Dimension

Proof. The proof of this theorem is a slight refinement of the method used in Section: Linear combinations , and, incidentally, it proves something more than the theorem states. Let $𝒳=\{x_1,\dots ,x_n\}$ and $𝒴=\{y_1,\dots ,y_m\}$ be two finite sets of vectors, each with one of the two defining properties of a basis; i.e., we assume that every vector in $𝒱$ is a linear combination of the $x$ ’s (but not that the $x$ ’s are linearly independent), and we assume that the $y$ ’s are linearly independent (but not that every vector is a linear combination of them). We may apply the theorem of Section: Linear combinations , just as above, to the set $𝒮$ of vectors $$y_m,x_1,\dots ,x_n$$ Again we know that every vector is a linear combination of vectors of $𝒮$ and that $𝒮$ is linearly dependent. Reasoning just as before, we obtain a set \mathcal{S}^{\prime} of vectors $$y_m,x_1,\dots ,x_{i-1},x_{i+1},\dots ,x_n$$ again with the property that every vector is a linear combination of vectors of \mathcal{S}^{\prime} . Now we write $y_{m-1}$ in front of the vectors of \mathcal{S}^{\prime} and apply the same argument. Continuing in this way, we see that the $x$ ’s will not be exhausted before the $y$ ’s, since otherwise the remaining $y$ ’s would have to be linear combinations of the ones already incorporated into $𝒮$ , whereas we know that the $y$ ’s are linearly independent.
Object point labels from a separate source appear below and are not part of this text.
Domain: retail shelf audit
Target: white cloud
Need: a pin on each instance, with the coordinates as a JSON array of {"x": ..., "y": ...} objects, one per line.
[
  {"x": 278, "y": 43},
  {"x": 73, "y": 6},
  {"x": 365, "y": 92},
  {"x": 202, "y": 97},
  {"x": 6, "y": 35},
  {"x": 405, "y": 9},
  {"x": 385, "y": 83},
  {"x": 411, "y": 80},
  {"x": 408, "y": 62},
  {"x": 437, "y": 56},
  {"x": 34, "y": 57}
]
In other words, after the argument has been applied $m$ times, we obtain a set with the same property the $x$ ’s had, and this set differs from the set of $x$ ’s in that $m$ of them are replaced by $y$ ’s. This seemingly innocent statement is what we are after; it implies that $n\ge m$ . Consequently if both $𝒳$ and $𝒴$ are bases (so that they each have both properties), then $n\ge m$ and $m\ge n$ . ◻